# anyone ever stick two ferplast furet plus rat cages to form a tower ?



## mameur (Nov 3, 2012)

so i received a ferplast furet plus cage and found a brand new one for 30$ which im picking up tomorrow it was destined to be my spare cages but now i'm thinking with these two together i can make a perfect tower and my ratties would be getting more exercice out of the extra climbing too it wouldnt look homemade either from what i measured the bottom pan fits snuggly on top of the other one if i remove the top of the bottom one 

anyone else ever do this with 2 furet plus cages? any pictures?


----------



## alexn (Sep 30, 2012)

I've been meaning to try this for a while, but until I get one for cheap I'm not really able.
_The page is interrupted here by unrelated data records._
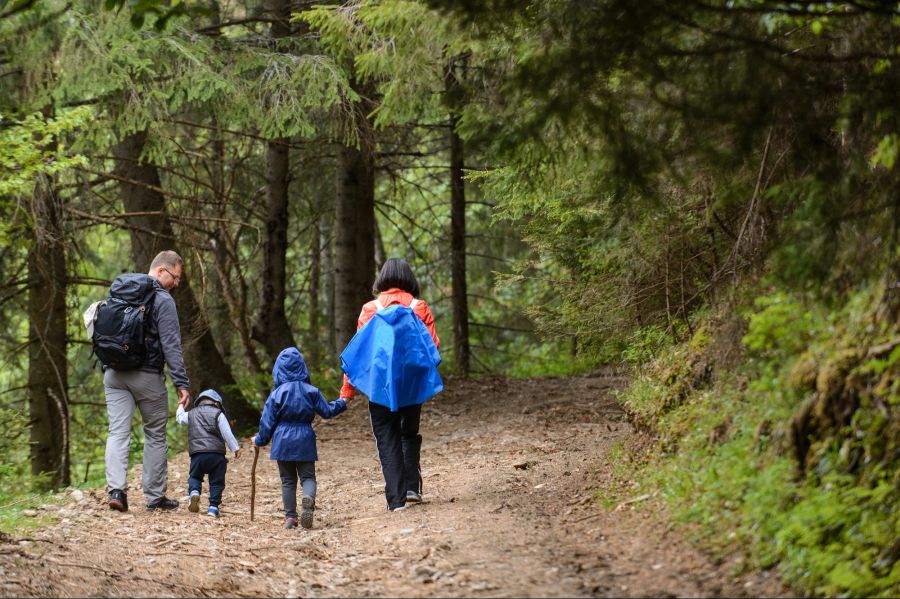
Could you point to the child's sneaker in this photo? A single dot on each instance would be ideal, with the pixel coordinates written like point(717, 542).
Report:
point(309, 506)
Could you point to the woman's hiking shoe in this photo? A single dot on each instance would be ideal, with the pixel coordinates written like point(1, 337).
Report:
point(163, 503)
point(118, 500)
point(309, 505)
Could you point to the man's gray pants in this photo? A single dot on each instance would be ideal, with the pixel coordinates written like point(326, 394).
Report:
point(123, 390)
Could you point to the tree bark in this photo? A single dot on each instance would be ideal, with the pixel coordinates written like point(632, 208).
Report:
point(315, 283)
point(48, 401)
point(354, 245)
point(328, 261)
point(461, 348)
point(272, 328)
point(151, 233)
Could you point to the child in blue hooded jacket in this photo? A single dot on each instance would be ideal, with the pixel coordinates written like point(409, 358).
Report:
point(287, 420)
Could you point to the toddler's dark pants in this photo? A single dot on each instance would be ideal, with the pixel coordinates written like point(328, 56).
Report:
point(399, 445)
point(290, 472)
point(213, 465)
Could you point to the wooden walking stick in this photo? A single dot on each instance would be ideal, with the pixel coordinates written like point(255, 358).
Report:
point(253, 481)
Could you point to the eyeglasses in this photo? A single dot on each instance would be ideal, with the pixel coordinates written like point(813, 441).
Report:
point(173, 275)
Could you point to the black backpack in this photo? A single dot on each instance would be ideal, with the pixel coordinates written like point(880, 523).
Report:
point(121, 322)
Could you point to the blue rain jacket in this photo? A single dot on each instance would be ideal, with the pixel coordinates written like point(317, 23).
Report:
point(290, 409)
point(393, 359)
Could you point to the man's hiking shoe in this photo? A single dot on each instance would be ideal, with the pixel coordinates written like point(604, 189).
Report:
point(309, 506)
point(118, 500)
point(163, 503)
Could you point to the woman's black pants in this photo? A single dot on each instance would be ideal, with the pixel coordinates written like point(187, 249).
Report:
point(399, 445)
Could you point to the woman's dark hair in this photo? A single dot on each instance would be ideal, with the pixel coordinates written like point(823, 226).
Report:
point(396, 273)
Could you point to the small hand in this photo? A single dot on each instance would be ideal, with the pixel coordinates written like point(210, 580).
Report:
point(184, 398)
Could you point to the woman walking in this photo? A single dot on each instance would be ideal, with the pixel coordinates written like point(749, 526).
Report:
point(397, 431)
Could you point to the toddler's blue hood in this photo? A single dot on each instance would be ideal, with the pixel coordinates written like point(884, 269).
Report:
point(289, 366)
point(210, 394)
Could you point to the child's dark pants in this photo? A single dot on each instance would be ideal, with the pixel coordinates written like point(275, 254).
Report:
point(399, 445)
point(213, 465)
point(290, 472)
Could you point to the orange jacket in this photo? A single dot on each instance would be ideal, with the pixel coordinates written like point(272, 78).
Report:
point(389, 298)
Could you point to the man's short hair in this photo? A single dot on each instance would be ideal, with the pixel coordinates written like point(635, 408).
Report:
point(167, 258)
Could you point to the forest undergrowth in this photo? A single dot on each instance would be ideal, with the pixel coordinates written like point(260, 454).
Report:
point(788, 453)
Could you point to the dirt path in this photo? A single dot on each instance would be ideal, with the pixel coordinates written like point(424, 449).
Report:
point(510, 472)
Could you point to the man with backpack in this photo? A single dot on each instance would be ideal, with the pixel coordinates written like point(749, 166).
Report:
point(135, 331)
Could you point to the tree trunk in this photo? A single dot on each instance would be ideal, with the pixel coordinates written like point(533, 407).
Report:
point(328, 260)
point(272, 328)
point(461, 348)
point(354, 267)
point(380, 254)
point(48, 401)
point(315, 283)
point(151, 232)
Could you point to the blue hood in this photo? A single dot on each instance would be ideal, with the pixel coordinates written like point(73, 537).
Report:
point(290, 367)
point(210, 394)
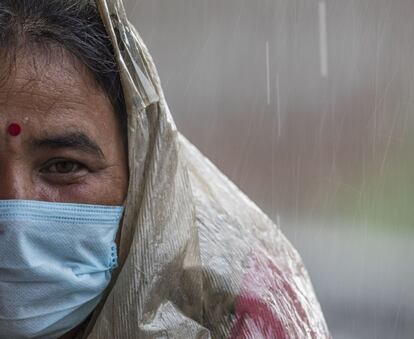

Having built a fair few at work (where we sell them) I think it would be fairly simple to do, as the base should fit perfectly into the top of another, but you'd need to cut a hole in it to allow them through between them.

Do let me know if it works though, even with staff discount they aren't cheap to buy new.

Sent from Petguide.com Free App


----------



## mameur (Nov 3, 2012)

will do as soon as i get it, i think i'll just melt a perfect hole into the top one's plastic base instead of cutting it


----------



## mameur (Nov 3, 2012)

ok just finished working on it, it wasn't hard but the **** bamboo shelf i added was a pain to put on but finally done it fit perfectly well even clipped the superior floor to the bottom floor it's like it was made to be put together lol i made a quarter circle on the side of the cage couldnt find my hot knife so i used my oscillating tool and sanded the area even as you can tell i have the american version and the european version one was given to me the other is second hand but barely used got it for 30 $ CAD which is very cheap they go for 150$ CAD around my area so here's the end result






i use pipi doggy training pads instead of fleece or bedding


----------